When he was a high school senior, his dad encouraged him to take a typing class—a skill few men pursued at the time—and he immediately took to it. A year later, when he had graduated from high school, the Vietnam War draft was in swing, and he knew it was only a matter of time before his number would be called. So, instead of waiting for the inevitable, he enlisted with the Marine Corps.
Just as he was about to graduate from infantry training, Grant was singled out for his typing skills, which no one else in his unit had, and was selected for Naval Justice School. Once he was overseas, Grant was assigned to a unit that handled investigations. Later, while looking for jobs after the war, he stumbled upon key-punching, which, with his years of typewriting experience was a natural fit.
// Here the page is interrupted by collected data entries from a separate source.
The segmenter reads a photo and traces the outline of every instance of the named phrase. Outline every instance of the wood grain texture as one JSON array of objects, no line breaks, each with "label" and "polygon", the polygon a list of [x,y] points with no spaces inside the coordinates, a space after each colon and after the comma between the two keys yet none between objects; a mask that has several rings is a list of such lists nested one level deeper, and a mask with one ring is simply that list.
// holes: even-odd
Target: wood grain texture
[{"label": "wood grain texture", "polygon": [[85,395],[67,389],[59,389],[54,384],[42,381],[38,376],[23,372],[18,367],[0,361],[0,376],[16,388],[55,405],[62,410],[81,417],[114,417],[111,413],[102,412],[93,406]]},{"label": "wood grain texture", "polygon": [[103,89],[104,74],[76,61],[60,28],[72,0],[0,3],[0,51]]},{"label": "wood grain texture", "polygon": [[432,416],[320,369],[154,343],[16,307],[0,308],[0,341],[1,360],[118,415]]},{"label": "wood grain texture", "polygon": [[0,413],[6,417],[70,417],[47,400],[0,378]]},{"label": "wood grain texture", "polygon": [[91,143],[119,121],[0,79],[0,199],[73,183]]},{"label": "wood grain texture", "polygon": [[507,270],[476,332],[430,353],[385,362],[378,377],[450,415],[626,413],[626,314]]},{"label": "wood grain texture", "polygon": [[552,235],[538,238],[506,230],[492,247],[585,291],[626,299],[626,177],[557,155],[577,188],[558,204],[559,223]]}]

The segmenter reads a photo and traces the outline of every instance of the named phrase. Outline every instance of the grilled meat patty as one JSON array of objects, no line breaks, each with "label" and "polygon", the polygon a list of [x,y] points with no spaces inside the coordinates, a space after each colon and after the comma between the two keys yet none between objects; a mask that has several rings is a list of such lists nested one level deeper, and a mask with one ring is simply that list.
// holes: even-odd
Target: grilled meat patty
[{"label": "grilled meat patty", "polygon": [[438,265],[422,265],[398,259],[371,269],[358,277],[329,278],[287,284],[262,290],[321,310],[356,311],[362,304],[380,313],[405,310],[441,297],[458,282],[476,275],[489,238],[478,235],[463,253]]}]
He started a key-punching business, went to school to study business, then found a data processing job at Georgia State University. He received his MBA, which exposed him to advanced statistics, then after graduation, he was hired by Lockheed Corporation who had a contract through USAID to process census data in Southeast Asia, which ultimately was his entryway to public health. He went on to receive his PhD in business, then enrolled in the EMPH program at Rollins while employed as a chief scientist and senior program manager for Northrop Grumman’s Public Health Division.
Upon graduation, staff within the EMPH program asked Grant if he would be interested in teaching, to which he gave an enthusiastic yes. Grant’s interest areas draw largely from his varied background and include bioterrorism, disease surveillance, public health preparedness and response, and public health informatics. Like the myriad skills he’s acquired over the years, his interests inform his teaching and allow him to provide a unique perspective to students in the EMPH program—many of whom may have also taken a circuitous route to public health.
“One of my goals is to expose students to a large amount of information in a meaningful way,” he says. “But, on top of that, I want to instill in them a profound appreciation of the experience of other people. My catch phrase is, ‘relationships are the currency of the future.’ You can’t be an island in public health. It’s a team effort.”